Since \(H_k\) is \(\mathcal{F}_{t_k}\)-measurable and independent of \(\Delta W_k\),

\[ \begin{equation} \mathbb{E}\left[ H_k^2 (\Delta W_k)^2 \right] = \mathbb{E}\left[H_k^2\right] \left(t_{k+1} - t_k\right). \label{eq:diagonal_terms} \end{equation} \]

Summing over all intervals gives

\[ \begin{equation} \mathbb{E}\left[\left(\int_0^T H_t\,dW_t\right)^2\right] = \sum_{k=0}^{n-1} \mathbb{E}\left[H_k^2\right] \left(t_{k+1} - t_k\right). \label{eq:sum_representation} \end{equation} \]

1.5 Identification with a time integral

The right-hand side can be written as

\[ \begin{equation} \mathbb{E}\left[ \int_0^T H_t^2\,dt \right], \label{eq:time_integral_representation} \end{equation} \]

which follows directly from the definition of \(H_t\) as a simple process. Thus, for simple adapted processes,

\[ \begin{equation} \mathbb{E}\left[\left(\int_0^T H_t\,dW_t\right)^2\right] = \mathbb{E}\left[\int_0^T H_t^2\,dt\right]. \label{eq:ito_isometry_simple} \end{equation} \]

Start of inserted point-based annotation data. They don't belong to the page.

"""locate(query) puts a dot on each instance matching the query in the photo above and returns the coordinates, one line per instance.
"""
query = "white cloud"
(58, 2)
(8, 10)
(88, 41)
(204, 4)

1.6 Extension to general integrands

Simple adapted processes are dense in \(L^2(\Omega \times [0,T])\). The Itô integral is extended to all processes satisfying \(\eqref{eq:square_integrability_condition}\) by continuity.

Since the identity holds for a dense subclass and both sides are continuous in \(L^2\), it extends uniquely to all admissible integrands, yielding Itô’s isometry \(\eqref{eq:ito_isometry}\).


1.7 Interpretation

Itô’s isometry shows that the stochastic integral preserves \(L^2\)-norms in expectation.
Brownian motion plays the role of an orthogonal noise source, transforming time into variance and enabling stochastic calculus to mirror Hilbert-space geometry.